EfficienT-HDR: An Efficient Transformer-Based Framework via Multi-Exposure Fusion for HDR Reconstruction

Achieving high-quality High Dynamic Range (HDR) imaging on resource-constrained edge devices is a critical challenge in computer vision, as its performance directly impacts downstream tasks such as intelligent surveillance and autonomous driving. Multi-Exposure Fusion (MEF) is a mainstream technique to achieve this goal; however, existing methods generally face the dual bottlenecks of high computational costs and ghosting artifacts, hindering their widespread deployment. To this end, this study proposes a light-weight Vision Transformer architecture designed explicitly for HDR reconstruction to overcome these limitations.

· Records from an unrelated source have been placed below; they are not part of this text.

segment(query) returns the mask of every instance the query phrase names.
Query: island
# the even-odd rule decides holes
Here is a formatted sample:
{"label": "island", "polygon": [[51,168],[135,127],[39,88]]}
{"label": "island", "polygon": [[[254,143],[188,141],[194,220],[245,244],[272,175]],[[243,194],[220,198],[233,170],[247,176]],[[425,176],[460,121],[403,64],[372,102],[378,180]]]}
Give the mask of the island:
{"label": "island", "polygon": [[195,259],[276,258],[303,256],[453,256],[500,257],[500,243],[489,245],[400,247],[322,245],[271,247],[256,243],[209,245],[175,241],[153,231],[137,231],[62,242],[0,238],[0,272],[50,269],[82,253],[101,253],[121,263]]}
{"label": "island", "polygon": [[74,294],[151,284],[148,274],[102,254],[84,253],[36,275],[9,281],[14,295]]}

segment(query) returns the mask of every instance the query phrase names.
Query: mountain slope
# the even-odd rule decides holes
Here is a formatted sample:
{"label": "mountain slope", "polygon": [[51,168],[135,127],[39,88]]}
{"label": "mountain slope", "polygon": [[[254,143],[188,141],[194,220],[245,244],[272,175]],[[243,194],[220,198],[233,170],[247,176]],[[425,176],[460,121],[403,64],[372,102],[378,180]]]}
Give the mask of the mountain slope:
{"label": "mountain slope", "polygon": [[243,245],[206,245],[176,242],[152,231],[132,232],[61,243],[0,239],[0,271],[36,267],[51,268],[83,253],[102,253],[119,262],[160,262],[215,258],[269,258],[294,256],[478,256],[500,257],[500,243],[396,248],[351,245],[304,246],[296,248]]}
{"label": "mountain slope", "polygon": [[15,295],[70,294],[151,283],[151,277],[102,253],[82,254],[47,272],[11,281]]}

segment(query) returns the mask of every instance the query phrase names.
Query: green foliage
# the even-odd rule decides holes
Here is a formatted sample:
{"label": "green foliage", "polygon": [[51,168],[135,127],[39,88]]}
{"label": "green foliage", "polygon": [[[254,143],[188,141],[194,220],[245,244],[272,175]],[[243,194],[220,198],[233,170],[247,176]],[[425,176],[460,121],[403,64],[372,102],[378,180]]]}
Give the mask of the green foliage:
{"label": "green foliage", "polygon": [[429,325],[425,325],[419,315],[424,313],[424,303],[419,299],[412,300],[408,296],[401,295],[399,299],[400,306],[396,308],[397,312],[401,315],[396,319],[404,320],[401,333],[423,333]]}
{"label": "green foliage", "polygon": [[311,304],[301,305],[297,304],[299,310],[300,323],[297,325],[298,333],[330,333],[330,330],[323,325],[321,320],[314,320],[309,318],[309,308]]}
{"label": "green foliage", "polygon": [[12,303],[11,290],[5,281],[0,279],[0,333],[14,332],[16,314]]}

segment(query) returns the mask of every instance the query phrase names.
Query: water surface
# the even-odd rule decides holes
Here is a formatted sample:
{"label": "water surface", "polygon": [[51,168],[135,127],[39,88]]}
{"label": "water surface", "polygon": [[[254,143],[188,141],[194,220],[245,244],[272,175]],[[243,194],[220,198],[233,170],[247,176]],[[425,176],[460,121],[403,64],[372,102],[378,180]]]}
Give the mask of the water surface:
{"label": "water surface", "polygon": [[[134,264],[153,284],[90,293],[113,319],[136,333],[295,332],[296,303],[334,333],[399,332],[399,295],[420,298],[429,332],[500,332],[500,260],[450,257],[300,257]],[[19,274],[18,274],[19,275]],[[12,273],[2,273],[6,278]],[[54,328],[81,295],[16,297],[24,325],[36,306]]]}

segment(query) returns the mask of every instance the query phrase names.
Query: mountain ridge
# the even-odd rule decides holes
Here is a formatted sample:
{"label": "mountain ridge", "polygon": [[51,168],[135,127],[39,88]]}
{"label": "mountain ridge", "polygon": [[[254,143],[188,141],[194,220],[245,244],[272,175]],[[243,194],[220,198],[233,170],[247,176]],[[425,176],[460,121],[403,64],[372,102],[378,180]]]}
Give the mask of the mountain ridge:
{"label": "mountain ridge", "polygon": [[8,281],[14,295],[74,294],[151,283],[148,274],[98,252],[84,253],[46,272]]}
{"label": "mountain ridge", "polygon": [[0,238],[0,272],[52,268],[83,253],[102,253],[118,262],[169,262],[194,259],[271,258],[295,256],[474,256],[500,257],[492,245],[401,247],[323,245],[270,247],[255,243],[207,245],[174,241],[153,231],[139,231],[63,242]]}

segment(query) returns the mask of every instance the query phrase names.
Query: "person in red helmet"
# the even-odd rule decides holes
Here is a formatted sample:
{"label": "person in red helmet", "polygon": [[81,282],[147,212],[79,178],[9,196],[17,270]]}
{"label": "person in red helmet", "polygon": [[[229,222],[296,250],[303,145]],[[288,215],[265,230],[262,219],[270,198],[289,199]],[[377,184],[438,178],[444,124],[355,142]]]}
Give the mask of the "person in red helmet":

This study is based on the Context-Aware Vision Transformer and begins by converting input images to the YCbCr color space to separate luminance and chrominance information. It then employs an Intersection-Aware Adaptive Fusion (IAAF) module to suppress ghosting effectively. To further achieve a light-weight design, we introduce Inverted Residual Embedding (IRE), Dynamic Tanh (DyT), and propose Enhanced Multi-Scale Dilated Convolution (E-MSDC) to reduce computational complexity at multiple levels. Our study ultimately contributes two model versions: a main version for high visual quality and a light-weight version with advantages in computational efficiency, both of which achieve an excellent balance between performance and image quality. Experimental results demonstrate that, compared to the baseline, the main version reduces FLOPS by approximately 67% and increases inference speed by more than fivefold on CPU and 2.5 times on an edge device. These results confirm that our method provides an efficient and ghost-free HDR imaging solution for edge devices, demonstrating versatility and practicality across various dynamic scenarios.